CCC represents a rapidly progressive form of cardiac involvement with a unique pathophysiology, characterized by severe immune cell infiltration to the myocardium, leading to extensive myocardial remodeling, intense fibrotic involvement, and a dilated cardiomyopathy phenotype.49 Moreover, transmural replacement of the myocardium by scar tissue is frequent in CCC and has been associated with the development of fatal arrhythmias, making sudden cardiac death the second cause of mortality in this population after worsening HF.50 In addition, systemic embolisms are highly incident in CCC due to the high prevalence of structural abnormalities, such as ventricular aneurysms and atrial fibrillation, as well as the presence of coagulation disorders intrinsic to chronic Trypanosoma cruzi infection.49,51 Finally, the neuroendocrine involvement observed during the course of the disease, marked by compromised adrenal and thymus gland function coupled with more pronounced parasympathetic denervation, may potentially explain the more severe clinical profile of this cardiomyopathy compared with other etiologies.52,53 Despite these insights, targeted therapeutic solutions that take into account the intricate pathophysiology of CCC remain elusive.

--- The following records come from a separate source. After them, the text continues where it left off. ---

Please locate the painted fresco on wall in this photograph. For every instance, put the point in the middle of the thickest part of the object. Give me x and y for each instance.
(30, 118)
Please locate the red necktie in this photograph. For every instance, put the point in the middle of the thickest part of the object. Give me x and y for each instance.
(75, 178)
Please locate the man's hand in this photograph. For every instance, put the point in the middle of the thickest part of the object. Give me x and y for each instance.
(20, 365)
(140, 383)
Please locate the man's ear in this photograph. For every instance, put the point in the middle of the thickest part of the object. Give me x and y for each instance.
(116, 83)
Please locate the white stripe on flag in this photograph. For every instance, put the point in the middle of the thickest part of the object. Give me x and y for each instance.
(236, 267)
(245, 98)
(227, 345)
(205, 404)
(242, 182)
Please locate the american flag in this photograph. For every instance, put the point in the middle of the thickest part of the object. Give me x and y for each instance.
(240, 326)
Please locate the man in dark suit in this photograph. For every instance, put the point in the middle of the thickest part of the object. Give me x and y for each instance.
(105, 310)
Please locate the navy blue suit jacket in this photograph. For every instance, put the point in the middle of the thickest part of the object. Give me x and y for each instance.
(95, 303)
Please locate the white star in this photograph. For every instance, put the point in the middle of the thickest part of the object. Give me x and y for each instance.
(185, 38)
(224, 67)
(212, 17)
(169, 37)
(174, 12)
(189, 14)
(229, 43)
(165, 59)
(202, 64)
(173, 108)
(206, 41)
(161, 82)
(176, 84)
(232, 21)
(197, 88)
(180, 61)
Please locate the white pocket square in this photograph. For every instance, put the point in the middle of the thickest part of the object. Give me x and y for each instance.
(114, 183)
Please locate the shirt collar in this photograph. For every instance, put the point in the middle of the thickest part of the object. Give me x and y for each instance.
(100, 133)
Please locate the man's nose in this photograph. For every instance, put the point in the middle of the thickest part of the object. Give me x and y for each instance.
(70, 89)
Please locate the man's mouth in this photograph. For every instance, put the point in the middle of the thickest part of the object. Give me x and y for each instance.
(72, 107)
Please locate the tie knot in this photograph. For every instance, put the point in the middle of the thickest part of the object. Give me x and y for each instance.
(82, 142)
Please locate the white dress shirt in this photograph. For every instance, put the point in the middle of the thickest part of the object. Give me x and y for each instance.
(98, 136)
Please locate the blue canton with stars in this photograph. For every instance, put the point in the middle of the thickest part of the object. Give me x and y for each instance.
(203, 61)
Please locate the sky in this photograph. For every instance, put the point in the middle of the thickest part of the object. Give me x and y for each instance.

Equally, there have been no dedicated randomized controlled trials evaluating the benefit of neurohormonal blockade in this patient population. Consequently, it is unknown whether patients with CCC benefit similarly from these therapies or continue to be at increased risk of mortality and adverse cardiovascular outcomes despite receiving optimal HF treatment.54,55 Therefore, the results of the PARACHUTE trial are eagerly anticipated, as they will compare sacubitril-valsartan with enalapril in patients with CCC, focusing on mortality risk and other cardiovascular outcomes. The results of this clinical trial may define the future of the pharmacological management of CCC and have the potential to set a new trend regarding mortality in this vulnerable population.56

Limitations

Despite its comprehensiveness, our study has several limitations. First, the moderate to high heterogeneity among the included studies in some comparisons, including various populations, methodologies, and clinical settings, could have introduced potential biases. Although difficult to determine, the observed interstudy heterogeneity may be due to multiple factors. These factors include the year of study publication. Although the year of publication was not significantly associated with the impact of CCC diagnosis on mortality in the meta-regression analyses, the relatively low sensitivity of this approach does not allow us to rule out the presence of a significant effect. This is because the diagnostic and therapeutic approaches to HF varied significantly between the publication of the first included study (1997) and the last study (2023). Other important factors include the type and stage of cardiac involvement, since some studies did not clarify the etiologies of the comparator groups or whether the individuals included had a diagnosis of HF or were in earlier stages of cardiomyopathy, as well as the mean follow-up time, which, although not significant in the meta-regression analysis, could also have influenced the differences observed. Finally, although most of the studies were performed in Brazilian populations, 7 studies (19%) were conducted in other countries, mainly Colombia and the United States. Differences in the distribution of Trypanosoma cruzi discrete typing units and other variables could have also influenced the observed results.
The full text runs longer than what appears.